(Last Updated on November 19, 2020 by GERALD NCUBE)
ZIMBABWE – About 6 000 new HIV infections in children under the age of 14 have been recorded in Zimbabwe in 2019, with 29 percent of the minors unable to access anti-retroviral treatment.
The national Co-ordinator for the Prevention of Mother-to-Child Transmission in the Ministry of Health and Child Care, Dr Angela Mushavi, said the country recorded 5 919 new HIV infections amongst the under-14 age group last year.
Speaking at a National Aids Council (NAC) media workshop in Macheke Wednesday, Dr Mushavi said the new infections were caused by mothers who are not getting anti-retroviral treatment as well as mothers who book late for antenatal care.

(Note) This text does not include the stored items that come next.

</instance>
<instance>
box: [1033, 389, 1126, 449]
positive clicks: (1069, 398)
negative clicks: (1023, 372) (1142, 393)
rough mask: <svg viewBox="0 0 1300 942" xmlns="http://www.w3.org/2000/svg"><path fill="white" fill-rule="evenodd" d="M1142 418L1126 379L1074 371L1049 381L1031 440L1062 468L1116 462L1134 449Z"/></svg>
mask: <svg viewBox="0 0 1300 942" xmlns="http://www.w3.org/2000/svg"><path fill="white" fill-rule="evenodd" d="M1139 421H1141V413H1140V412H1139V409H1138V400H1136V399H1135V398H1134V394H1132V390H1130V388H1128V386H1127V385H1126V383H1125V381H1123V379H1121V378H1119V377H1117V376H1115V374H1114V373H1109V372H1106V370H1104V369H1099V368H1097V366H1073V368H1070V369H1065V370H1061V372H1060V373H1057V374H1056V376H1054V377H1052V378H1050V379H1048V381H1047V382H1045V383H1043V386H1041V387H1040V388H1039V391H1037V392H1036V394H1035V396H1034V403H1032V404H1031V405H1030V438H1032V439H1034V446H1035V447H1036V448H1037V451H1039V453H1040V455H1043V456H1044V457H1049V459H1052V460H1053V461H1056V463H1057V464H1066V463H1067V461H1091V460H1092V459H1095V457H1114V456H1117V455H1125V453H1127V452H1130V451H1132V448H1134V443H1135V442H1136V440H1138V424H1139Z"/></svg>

“The huge number of cases is being caused by a number of factors such as mothers who at the early stage of pregnancy test negative but with time during pregnancy or breastfeeding test positive and are not aware,” she said.
“There are also mothers who book for antenatal care at the late stages of the pregnancy and those that do not take anti-retroviral medication contribute to this number.”
Explaining the high number of children who are not on ARVs, Dr Mushavi said: “One of the reasons is that formulation of children’s medication is not readily available compared to adults’ medication. This has led to low confidence by health workers and parents on the dosage they should give to their children”.